Only problem is that I don't have the algorithm. I started writing down all codes I got but since I only get 5 a week, it's a long process. I'll probably switch jobs before I have valid results.

Not that it would change anything, but I'd be really curious how biases in those codes could appear.

[usr1106]

Is there a standardized, public, and widely examined algorithm that produces letters or did they run "their own crypto"?

[chowells]

Custom logic to serialize a number as a set of symbols hardly comes near the threshold of "rolling your own crypto". So long as they follow a standard to generate the number, the serialization is basically irrelevant as long as it's reversible.

[usr1106]

Right, as long as...

However, it would not be the first time that those being "creative" in their visible parts were also "creative" in the less visible details.

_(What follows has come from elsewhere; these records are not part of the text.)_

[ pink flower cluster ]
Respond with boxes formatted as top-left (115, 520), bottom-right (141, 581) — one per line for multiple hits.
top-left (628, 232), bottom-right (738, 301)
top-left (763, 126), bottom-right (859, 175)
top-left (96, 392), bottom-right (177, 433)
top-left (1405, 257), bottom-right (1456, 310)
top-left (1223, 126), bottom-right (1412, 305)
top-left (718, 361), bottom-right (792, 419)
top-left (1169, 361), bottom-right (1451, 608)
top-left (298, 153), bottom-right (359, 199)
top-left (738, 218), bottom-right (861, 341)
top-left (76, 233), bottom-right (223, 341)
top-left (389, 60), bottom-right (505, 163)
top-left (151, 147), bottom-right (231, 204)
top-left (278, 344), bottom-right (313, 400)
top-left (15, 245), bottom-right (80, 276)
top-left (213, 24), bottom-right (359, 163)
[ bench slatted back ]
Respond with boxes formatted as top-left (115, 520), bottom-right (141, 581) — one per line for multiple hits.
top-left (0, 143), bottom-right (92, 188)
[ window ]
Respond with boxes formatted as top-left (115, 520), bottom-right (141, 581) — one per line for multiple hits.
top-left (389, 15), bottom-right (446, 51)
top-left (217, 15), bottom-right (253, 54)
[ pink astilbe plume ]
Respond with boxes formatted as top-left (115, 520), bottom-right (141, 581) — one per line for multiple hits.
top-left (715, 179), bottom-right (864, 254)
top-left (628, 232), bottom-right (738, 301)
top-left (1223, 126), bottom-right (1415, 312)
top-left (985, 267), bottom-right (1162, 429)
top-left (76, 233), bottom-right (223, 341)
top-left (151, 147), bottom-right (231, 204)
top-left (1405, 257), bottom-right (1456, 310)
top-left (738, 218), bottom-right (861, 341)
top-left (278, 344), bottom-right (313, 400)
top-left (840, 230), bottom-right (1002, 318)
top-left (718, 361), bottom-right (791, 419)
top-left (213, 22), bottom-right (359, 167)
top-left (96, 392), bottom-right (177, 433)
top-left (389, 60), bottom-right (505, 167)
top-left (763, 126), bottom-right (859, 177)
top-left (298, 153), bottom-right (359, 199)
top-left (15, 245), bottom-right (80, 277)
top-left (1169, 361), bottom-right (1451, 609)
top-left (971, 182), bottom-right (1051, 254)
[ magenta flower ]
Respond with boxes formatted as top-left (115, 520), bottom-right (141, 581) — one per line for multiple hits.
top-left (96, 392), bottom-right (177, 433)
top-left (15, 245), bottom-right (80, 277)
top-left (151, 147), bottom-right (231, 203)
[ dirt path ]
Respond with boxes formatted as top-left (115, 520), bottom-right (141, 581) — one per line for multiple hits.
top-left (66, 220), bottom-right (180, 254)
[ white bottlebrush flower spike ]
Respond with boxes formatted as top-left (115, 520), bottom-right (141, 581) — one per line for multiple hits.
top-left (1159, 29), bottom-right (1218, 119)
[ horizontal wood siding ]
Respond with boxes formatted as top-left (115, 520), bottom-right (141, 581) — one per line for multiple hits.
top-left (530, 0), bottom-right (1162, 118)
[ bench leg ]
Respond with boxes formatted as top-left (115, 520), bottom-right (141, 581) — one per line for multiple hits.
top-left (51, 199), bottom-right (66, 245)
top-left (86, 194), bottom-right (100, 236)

So my confidence in those just following the RFC would generally be higher.

[motohagiography]

aside, the adage "don't roll your own crypto," has this funny side effect of homogenization where a weakness empowers an attacker against the maximum number of targets and makes mass interception more cost effective.

I've found that interoperability across diverse implementations is ironically the best protection against schemes that weaken rngs and key entropy to facilitate mass interception. independent implementations become a proof of a protocol or algorithm implementation. if there is only one functional implementation of something, it's where I would look first.

[jopsen]

Could be fun to map TOPT to syllables, I you'd need 100 syllables give or take, then the code is 3 syllables.